The Core Requirements will equip students with the transferable skills, attitudes and values that will enable them to lead a balanced lives both during and following their university education. The distribution requirements will serve to broaden the scope of students’ learning by having them pursue areas of knowledge outside of their major discipline.

The General Education courses aim to enhance students’ understanding of the role of business and management principles in shaping contemporary human experience.

We hope that these courses will also continue to attract students from other schools so that their general appreciation of the business reality is enhanced through this shared knowledge experience.

Outcome-Based Teaching & Learning (OBTL)

OBTL is focused on ensuring that our graduates acquire a specified set of skills and attributes, or Intended Learning Outcomes (ILO), identified by Baptist as fundamental to our “whole person education” principle. These ILOs are citizenship, skills, creativity, knowledge, learning, ethics, teamwork and communication.

The ILOs essentially determine the content of our curriculum, our teaching methods, and the assessment process we use to ensure that our graduates meet our exacting standards. The ILOs also provide a framework for curriculum evaluation.

At the macro level, this entails that courses’ ILOs constructively integrate programs’ ILOs. At the micro level, a student will be made fully aware of the ILOs specific to a course, and can expect that the Teaching & Learning Activities and the Assessment Methods are designed to assist them achieving these ILOs.

Assessment is an integral part of learning and teaching. We use Criterion-reference assessment (CRA), a main tenet of OBTL, as our standard for assessment. CRA is the process of evaluating and grading the learning of students with preset criteria used as benchmarks to measure the ability of a student to reach a particular standard, thus certifying the reliability and validity of students’ achievements.
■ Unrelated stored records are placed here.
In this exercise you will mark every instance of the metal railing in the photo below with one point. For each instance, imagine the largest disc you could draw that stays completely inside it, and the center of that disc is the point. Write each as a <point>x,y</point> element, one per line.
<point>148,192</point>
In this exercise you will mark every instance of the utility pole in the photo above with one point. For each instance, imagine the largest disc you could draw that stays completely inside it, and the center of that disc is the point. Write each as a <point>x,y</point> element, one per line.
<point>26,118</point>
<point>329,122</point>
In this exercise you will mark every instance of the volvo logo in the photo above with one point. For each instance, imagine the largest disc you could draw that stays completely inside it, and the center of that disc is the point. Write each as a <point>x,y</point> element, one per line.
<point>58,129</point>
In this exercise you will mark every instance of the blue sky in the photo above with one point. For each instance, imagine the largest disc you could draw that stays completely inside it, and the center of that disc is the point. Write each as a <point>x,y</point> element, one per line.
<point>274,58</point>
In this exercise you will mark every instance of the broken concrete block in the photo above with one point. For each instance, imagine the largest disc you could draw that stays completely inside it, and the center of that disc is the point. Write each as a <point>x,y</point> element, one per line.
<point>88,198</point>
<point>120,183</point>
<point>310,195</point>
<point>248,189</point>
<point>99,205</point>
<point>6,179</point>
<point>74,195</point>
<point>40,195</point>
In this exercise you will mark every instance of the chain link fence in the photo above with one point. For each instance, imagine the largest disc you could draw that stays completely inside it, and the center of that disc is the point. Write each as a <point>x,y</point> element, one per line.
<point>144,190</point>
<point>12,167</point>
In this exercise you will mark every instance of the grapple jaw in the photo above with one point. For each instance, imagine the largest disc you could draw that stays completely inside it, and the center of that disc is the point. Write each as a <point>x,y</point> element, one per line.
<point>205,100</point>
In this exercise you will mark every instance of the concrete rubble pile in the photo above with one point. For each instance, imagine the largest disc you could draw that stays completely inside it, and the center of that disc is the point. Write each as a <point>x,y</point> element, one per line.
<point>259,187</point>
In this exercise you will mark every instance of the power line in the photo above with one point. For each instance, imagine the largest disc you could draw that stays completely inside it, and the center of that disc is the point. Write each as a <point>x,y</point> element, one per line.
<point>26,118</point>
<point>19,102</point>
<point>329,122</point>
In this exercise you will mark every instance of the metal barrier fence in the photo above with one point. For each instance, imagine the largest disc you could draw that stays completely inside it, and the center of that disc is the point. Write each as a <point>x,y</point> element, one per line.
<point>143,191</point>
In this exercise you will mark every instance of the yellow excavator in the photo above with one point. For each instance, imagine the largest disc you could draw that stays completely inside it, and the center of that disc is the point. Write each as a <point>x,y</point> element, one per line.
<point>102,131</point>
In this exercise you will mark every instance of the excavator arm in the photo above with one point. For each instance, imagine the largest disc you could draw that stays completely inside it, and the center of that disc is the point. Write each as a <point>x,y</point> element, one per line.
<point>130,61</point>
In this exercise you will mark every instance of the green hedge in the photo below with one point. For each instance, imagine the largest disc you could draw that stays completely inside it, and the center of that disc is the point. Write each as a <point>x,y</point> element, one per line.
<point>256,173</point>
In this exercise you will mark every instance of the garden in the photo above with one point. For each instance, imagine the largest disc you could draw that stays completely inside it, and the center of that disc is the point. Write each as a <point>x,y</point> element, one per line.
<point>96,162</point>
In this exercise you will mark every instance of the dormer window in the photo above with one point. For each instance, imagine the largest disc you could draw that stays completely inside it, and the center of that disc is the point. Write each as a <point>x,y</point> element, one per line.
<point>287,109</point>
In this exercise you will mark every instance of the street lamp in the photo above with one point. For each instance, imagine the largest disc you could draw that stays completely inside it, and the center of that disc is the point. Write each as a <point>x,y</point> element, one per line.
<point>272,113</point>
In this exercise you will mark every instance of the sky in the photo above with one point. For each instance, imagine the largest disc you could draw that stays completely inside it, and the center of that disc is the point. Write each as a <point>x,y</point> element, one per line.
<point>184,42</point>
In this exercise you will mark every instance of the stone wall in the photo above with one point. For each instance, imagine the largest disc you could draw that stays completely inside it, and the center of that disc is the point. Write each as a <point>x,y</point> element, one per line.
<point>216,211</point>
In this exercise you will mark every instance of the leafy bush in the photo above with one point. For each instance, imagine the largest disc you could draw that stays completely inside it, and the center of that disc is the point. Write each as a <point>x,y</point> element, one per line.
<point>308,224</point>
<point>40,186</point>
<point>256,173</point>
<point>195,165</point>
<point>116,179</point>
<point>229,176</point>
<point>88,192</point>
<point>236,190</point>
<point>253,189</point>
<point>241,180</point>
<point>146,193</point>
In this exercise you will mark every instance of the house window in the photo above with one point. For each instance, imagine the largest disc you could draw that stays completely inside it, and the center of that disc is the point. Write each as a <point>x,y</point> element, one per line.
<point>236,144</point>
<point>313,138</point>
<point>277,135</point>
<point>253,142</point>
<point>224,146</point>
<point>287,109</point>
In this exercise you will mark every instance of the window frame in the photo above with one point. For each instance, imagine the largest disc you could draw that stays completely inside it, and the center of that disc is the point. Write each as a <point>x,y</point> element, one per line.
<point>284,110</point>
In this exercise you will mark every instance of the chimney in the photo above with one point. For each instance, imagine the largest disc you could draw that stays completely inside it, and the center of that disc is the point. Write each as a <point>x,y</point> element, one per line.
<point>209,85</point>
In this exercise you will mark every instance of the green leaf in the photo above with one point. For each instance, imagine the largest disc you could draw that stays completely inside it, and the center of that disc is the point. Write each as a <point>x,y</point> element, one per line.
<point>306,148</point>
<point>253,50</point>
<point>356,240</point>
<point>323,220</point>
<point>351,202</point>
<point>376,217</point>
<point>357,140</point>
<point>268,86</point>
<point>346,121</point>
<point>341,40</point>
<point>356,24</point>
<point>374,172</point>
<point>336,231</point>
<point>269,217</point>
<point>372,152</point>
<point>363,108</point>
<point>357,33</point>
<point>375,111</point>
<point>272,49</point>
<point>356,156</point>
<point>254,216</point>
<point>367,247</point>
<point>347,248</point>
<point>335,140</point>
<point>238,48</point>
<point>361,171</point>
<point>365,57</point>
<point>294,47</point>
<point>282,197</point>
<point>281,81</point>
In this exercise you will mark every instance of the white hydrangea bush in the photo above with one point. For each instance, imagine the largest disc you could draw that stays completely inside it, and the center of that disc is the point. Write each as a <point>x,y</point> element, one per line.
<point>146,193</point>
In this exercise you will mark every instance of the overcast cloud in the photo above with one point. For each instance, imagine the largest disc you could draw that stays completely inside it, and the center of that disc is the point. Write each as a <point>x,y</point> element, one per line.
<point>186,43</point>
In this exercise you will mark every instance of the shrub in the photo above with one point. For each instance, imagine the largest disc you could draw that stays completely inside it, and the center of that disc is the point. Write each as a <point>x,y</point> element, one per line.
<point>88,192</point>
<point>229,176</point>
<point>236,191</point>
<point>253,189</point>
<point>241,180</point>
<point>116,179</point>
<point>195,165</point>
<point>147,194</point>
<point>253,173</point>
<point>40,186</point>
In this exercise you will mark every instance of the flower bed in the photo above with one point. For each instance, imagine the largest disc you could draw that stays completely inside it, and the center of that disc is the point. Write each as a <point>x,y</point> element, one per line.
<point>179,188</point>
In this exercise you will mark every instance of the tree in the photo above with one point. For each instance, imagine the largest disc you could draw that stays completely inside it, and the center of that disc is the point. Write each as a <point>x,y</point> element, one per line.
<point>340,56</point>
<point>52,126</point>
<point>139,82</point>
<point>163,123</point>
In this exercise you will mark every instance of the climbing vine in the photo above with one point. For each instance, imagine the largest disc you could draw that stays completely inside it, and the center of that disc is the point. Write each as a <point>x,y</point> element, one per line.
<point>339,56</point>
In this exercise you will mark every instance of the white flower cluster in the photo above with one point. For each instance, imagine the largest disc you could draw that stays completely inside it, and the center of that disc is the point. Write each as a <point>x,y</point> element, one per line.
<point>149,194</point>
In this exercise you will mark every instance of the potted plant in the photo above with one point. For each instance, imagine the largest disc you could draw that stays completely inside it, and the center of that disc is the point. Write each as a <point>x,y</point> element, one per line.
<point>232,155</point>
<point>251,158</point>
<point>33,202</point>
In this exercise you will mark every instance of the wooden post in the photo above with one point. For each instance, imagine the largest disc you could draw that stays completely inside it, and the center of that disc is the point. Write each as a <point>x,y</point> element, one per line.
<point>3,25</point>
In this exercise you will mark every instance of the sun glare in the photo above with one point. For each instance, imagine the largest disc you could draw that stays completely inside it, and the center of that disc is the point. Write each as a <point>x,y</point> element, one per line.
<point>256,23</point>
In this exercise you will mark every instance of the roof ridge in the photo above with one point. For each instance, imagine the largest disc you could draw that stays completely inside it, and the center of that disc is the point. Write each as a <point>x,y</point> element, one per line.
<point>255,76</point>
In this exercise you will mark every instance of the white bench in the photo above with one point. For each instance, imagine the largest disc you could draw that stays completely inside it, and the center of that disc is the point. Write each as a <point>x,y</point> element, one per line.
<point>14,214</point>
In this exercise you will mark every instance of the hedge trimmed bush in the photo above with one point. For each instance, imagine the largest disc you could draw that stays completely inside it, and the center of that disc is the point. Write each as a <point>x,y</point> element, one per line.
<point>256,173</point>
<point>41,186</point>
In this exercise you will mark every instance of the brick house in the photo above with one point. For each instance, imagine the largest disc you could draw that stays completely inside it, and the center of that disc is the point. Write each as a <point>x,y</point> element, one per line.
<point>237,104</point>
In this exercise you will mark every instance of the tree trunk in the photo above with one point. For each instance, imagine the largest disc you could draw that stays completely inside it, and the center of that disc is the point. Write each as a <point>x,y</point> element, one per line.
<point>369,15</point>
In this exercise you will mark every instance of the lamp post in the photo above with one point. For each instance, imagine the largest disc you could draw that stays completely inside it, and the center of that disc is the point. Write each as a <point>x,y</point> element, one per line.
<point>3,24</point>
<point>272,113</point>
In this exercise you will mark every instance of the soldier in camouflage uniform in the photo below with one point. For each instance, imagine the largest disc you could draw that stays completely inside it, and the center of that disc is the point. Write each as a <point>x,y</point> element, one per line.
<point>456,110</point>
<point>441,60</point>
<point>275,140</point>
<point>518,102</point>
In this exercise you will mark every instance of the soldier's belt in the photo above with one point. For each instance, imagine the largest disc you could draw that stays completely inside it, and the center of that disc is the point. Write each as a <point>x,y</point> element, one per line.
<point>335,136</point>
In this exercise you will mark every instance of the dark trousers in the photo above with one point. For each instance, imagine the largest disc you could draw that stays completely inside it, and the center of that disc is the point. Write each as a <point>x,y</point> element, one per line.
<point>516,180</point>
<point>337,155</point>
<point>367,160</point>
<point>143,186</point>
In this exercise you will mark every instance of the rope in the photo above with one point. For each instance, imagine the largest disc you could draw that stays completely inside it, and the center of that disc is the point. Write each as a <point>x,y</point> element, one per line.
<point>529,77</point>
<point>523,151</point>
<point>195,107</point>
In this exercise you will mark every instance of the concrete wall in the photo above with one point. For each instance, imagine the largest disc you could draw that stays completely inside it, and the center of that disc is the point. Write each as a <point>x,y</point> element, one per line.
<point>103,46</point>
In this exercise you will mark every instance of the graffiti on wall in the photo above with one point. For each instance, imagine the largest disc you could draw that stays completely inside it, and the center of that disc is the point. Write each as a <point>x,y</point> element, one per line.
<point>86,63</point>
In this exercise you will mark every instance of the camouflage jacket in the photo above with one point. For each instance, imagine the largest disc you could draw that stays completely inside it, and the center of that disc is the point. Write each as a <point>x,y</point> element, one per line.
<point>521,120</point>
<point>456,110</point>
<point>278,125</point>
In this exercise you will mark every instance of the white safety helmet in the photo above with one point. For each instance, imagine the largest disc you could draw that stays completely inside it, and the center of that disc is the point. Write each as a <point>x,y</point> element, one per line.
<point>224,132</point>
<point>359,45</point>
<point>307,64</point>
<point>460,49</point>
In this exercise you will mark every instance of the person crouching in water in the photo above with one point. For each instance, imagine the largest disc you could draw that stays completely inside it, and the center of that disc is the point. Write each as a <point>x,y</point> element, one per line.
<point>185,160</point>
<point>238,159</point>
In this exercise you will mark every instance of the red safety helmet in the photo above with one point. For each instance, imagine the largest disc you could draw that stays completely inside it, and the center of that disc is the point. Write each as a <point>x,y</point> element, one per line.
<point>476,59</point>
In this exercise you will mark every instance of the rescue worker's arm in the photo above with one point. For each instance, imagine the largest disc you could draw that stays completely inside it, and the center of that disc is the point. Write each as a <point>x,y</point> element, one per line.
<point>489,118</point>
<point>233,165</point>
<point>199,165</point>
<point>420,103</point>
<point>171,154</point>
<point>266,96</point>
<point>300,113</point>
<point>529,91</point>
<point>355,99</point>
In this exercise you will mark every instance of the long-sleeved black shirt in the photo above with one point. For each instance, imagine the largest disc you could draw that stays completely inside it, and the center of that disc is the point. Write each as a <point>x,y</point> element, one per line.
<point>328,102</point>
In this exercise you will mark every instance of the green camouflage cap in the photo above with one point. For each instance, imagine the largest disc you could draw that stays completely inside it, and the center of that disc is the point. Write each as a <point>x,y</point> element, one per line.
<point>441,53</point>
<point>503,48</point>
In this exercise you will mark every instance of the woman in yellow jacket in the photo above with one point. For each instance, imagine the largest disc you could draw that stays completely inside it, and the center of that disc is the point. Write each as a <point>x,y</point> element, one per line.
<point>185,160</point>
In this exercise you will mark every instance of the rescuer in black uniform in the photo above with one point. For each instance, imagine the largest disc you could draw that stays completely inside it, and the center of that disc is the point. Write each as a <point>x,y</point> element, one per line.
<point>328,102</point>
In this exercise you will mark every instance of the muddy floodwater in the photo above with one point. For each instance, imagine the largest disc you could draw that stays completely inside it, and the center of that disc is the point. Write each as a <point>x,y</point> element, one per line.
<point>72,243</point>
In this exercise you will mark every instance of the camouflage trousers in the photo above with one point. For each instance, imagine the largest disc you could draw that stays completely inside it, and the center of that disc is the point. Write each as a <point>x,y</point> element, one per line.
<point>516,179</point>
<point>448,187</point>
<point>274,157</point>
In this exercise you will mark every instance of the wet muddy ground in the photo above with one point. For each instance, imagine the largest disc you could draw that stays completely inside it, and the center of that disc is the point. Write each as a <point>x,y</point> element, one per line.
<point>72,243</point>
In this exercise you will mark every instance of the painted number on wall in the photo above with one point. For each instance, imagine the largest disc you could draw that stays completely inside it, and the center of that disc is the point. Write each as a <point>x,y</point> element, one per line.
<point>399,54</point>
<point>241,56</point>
Rubrics, essentially a table or a matrix matching criteria and descriptors to a grading scale, set expectations for student performance by clearly defining and communicating the standards of learning expected for any specific activity.

The recent development to incorporate General Education (GE) as part of the business school curriculum further ensures that our students extend the reach of their knowledge by following courses specifically tailored to incorporate elements of various academic disciplines. These GE courses are crafted carefully, and subject to stringent quality requirements to ensure that the learning standards remain constant throughout the curriculum.